Researchers have come up with a prototype that can theoretically give data transfer rates of 10 terabits per second which is several thousand times faster than average broadband, in other words.
This extreme jump could be made possible by switching to very very high frequency for the data transfer, allowing more bandwidth (a greater volume of data) to fit in the same space, and increasing the overall transfer rate.
Previously, there were some doubts on higher frequency wave structure but now the scientists think that they may have cracked the problem.
“It is exciting to show that a waveguide can support a data rate of 10 terabits per second, even if only over a short-range,” says physicist Daniel Mittleman, from Brown University in Rhode Island.
“That’s well beyond what anybody has previously envisioned.”
“Our work demonstrates the feasibility of this approach to high-rate data transmission, which can be further exploited when the sources and detectors reach the appropriate level of maturity.”
The present work is built on the principles of DSL services (Digital Subscriber Line), which enable broadband connection through standard phone lines.

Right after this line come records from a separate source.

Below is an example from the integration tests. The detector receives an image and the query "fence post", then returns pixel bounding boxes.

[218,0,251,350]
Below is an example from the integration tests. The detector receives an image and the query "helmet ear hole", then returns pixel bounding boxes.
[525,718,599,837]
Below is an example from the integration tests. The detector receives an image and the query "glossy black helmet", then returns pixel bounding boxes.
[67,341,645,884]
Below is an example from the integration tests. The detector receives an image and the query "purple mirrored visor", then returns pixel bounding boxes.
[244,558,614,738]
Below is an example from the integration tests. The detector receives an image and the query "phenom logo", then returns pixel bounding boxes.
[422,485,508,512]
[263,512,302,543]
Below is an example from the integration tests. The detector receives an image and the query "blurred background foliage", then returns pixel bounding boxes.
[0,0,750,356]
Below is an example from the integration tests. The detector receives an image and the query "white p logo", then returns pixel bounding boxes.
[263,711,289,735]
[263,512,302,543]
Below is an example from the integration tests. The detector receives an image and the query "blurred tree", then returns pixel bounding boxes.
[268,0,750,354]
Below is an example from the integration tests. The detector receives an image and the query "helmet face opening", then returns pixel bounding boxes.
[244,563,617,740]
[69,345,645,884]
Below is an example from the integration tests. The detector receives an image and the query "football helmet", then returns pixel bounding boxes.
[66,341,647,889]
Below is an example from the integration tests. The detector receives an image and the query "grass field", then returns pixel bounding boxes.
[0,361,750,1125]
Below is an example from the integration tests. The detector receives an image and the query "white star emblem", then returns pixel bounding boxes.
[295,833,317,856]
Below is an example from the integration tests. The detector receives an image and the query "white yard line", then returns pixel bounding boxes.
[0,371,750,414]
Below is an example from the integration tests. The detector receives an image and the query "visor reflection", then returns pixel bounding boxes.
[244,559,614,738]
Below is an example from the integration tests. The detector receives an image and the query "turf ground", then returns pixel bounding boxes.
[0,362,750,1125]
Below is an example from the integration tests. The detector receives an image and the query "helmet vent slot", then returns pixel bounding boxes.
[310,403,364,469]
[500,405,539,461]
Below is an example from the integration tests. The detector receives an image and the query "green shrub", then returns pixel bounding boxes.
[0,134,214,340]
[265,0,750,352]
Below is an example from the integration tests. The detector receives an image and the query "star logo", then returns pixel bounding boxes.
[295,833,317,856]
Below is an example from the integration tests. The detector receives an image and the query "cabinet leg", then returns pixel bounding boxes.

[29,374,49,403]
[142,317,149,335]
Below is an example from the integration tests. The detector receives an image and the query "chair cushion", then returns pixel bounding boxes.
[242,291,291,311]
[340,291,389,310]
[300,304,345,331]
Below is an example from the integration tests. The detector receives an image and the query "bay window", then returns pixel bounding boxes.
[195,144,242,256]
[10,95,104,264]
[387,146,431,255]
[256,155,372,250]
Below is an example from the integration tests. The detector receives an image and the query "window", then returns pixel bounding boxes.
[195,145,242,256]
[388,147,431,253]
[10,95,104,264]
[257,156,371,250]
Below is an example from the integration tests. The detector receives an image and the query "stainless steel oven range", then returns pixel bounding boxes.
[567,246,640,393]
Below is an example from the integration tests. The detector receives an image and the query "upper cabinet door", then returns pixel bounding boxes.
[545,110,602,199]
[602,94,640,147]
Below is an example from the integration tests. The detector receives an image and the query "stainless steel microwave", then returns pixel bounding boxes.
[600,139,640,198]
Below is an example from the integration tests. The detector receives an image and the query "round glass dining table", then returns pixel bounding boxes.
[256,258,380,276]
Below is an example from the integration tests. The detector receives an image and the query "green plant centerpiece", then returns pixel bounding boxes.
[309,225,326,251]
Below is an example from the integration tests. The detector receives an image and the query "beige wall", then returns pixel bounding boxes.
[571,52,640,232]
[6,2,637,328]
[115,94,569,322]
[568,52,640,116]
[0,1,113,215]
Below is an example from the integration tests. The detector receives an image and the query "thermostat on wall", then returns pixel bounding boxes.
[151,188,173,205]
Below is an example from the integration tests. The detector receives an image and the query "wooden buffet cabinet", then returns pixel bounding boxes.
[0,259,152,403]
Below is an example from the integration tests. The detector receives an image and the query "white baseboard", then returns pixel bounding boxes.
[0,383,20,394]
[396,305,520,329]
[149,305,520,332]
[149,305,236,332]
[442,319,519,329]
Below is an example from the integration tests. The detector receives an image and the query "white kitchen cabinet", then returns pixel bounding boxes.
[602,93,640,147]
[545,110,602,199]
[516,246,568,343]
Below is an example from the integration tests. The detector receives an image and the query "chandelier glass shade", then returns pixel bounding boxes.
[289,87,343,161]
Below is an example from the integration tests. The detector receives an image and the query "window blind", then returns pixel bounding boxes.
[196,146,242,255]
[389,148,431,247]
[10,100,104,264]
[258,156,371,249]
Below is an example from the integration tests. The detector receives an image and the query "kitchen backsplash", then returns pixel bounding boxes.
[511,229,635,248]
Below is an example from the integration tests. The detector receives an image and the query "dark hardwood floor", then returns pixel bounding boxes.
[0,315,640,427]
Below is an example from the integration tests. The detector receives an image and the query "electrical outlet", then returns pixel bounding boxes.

In this case, the signal frequency goes up to 200 gigahertz instead of just a few megahertz.
Researchers used a device with two parallel wires held together in a metal sheath, they then measured the output energy on a 13 mm x 13 mm grid of squares.

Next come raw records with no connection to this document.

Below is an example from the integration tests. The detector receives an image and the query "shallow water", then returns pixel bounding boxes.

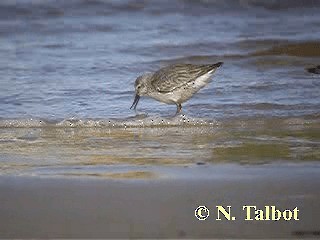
[0,0,320,177]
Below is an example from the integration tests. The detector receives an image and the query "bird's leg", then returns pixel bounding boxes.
[175,103,182,116]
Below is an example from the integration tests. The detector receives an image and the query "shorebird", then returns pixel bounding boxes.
[130,62,223,115]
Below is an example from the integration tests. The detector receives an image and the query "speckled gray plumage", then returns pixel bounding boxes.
[131,62,223,114]
[151,63,220,93]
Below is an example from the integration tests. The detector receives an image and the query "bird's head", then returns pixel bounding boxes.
[130,73,152,109]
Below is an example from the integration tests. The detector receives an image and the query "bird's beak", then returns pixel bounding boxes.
[130,94,140,109]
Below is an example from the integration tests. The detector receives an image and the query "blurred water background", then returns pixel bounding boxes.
[0,0,320,176]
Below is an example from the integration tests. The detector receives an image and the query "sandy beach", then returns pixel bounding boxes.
[0,164,320,238]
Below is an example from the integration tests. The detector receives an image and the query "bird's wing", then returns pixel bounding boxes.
[151,62,222,93]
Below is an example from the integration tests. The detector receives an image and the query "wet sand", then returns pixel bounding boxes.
[0,163,320,238]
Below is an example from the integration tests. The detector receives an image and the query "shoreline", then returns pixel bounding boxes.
[0,165,320,238]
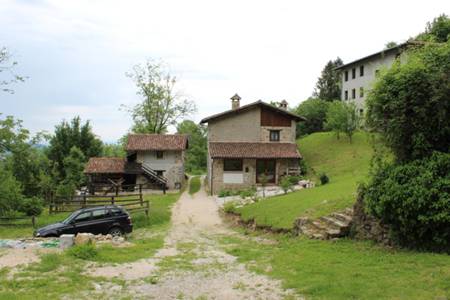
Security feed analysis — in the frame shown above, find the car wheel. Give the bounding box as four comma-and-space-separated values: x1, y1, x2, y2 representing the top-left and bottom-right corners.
109, 227, 123, 237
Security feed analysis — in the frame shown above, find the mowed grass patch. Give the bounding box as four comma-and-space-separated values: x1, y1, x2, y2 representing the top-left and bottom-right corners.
222, 236, 450, 299
237, 132, 372, 229
189, 176, 201, 195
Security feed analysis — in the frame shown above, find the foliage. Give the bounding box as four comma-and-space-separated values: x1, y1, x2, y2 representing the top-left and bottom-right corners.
280, 176, 292, 194
189, 176, 201, 195
367, 42, 450, 162
221, 232, 450, 300
238, 132, 373, 229
313, 57, 344, 101
223, 201, 236, 214
127, 60, 196, 133
416, 14, 450, 43
319, 173, 330, 185
48, 117, 102, 181
364, 152, 450, 253
101, 143, 126, 157
177, 120, 208, 172
20, 197, 44, 216
0, 47, 25, 94
295, 98, 328, 137
0, 166, 23, 216
67, 242, 98, 260
326, 101, 359, 143
63, 146, 86, 187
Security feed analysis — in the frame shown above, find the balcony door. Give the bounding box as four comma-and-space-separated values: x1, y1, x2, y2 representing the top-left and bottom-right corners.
256, 159, 276, 183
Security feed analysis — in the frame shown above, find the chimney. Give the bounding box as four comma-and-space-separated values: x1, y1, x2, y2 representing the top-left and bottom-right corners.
231, 94, 241, 109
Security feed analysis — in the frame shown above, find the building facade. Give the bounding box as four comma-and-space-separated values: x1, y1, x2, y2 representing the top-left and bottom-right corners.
336, 41, 420, 114
201, 95, 303, 194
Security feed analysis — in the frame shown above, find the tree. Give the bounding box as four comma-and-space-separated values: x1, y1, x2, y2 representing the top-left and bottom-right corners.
295, 98, 328, 137
367, 42, 450, 162
177, 120, 207, 172
127, 60, 196, 133
313, 57, 344, 101
63, 146, 86, 187
0, 47, 25, 93
48, 117, 102, 180
416, 14, 450, 43
325, 101, 358, 143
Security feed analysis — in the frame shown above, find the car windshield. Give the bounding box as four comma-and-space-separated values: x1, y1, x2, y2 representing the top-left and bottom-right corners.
62, 210, 80, 224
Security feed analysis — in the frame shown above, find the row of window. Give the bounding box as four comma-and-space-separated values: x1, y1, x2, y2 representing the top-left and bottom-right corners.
344, 87, 364, 100
344, 65, 364, 81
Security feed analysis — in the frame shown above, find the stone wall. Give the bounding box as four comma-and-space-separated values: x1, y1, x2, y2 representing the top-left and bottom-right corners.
351, 195, 392, 245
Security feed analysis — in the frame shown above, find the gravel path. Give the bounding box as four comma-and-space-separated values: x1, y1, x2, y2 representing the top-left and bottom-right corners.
91, 179, 296, 299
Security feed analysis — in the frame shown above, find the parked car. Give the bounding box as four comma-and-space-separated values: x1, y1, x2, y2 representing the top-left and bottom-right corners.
34, 205, 133, 237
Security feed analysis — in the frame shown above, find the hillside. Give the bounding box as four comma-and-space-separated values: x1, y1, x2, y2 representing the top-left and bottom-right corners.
238, 132, 372, 229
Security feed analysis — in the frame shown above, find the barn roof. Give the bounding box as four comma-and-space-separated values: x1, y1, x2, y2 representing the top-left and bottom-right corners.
200, 100, 305, 124
126, 134, 188, 151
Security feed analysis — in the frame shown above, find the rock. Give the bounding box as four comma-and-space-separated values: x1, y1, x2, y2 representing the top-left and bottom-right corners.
75, 233, 95, 245
59, 234, 75, 250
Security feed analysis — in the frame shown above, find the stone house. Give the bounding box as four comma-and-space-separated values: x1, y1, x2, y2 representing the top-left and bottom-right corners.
201, 94, 304, 194
84, 134, 189, 190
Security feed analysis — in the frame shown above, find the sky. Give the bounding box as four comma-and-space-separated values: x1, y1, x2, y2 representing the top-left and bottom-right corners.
0, 0, 450, 142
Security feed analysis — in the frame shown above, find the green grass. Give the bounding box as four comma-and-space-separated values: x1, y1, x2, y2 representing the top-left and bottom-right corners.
189, 176, 201, 195
222, 234, 450, 299
238, 132, 372, 229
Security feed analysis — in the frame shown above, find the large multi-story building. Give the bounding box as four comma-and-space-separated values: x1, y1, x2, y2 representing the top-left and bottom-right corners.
336, 41, 419, 114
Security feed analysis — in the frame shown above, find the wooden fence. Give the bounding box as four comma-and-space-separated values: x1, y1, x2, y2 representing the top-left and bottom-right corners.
0, 217, 36, 228
49, 193, 150, 216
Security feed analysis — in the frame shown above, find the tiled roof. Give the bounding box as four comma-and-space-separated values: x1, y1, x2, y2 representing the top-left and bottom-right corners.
200, 100, 306, 123
209, 142, 301, 158
84, 157, 142, 174
126, 134, 188, 151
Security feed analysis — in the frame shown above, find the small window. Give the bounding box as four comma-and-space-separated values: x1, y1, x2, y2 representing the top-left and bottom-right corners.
269, 130, 280, 142
75, 211, 91, 223
223, 159, 242, 172
92, 208, 106, 220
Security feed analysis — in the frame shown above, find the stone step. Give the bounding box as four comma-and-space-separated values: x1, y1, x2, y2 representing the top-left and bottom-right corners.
331, 213, 352, 224
320, 217, 349, 229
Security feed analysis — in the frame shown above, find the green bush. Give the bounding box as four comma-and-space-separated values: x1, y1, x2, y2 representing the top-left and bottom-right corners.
319, 173, 330, 185
67, 243, 98, 260
363, 152, 450, 253
223, 201, 236, 214
280, 176, 298, 194
20, 197, 44, 216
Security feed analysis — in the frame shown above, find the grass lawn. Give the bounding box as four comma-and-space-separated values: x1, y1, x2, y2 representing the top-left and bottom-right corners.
189, 176, 201, 195
237, 132, 372, 229
221, 235, 450, 299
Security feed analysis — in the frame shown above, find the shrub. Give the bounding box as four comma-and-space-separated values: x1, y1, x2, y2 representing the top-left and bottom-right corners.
280, 176, 293, 194
20, 197, 44, 216
223, 201, 236, 214
67, 243, 98, 260
319, 173, 330, 185
364, 152, 450, 252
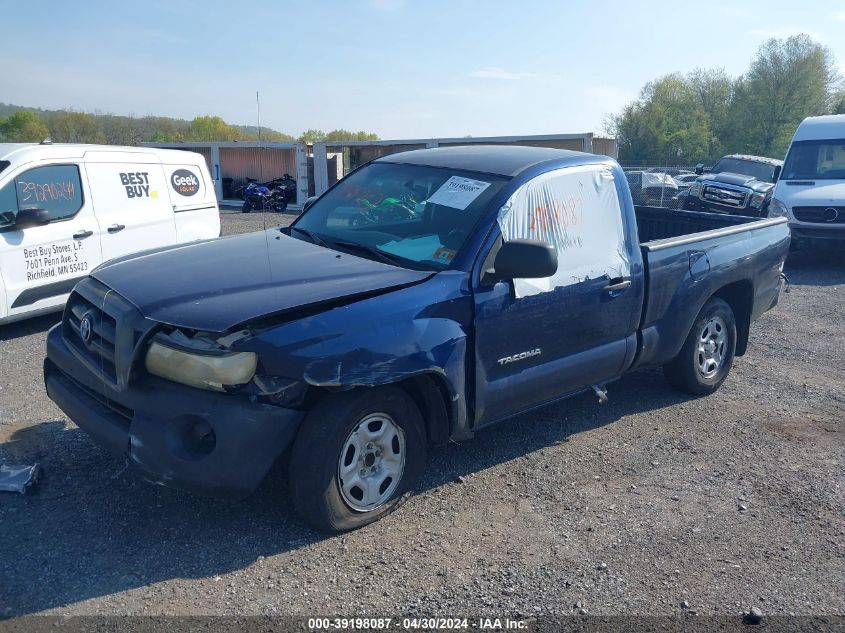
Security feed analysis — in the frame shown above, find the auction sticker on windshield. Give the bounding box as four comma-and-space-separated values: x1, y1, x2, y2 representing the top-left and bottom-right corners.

Based on the results, the team said that speeds of up to 10 terabits per second should be possible over 3 meters, dropping to 30 gigabits per second over 15 meters.
They could not achieve the same speed for longer distances because of energy lost through the metallic enclosure. The next step in the research is to find a solution to this energy loss.
Further experiments could see the rate speed or the range extend even further, which might be enough to keep us going until quantum internet arrives. It’s one of several innovations scientists are exploring as our need for super-fast data transfer grows.
“The rise in consumer data usage has increased the demand for higher data rates in telecommunication in both wireless and wired systems,” says the researchers.
The research was published in Applied Physics Letters.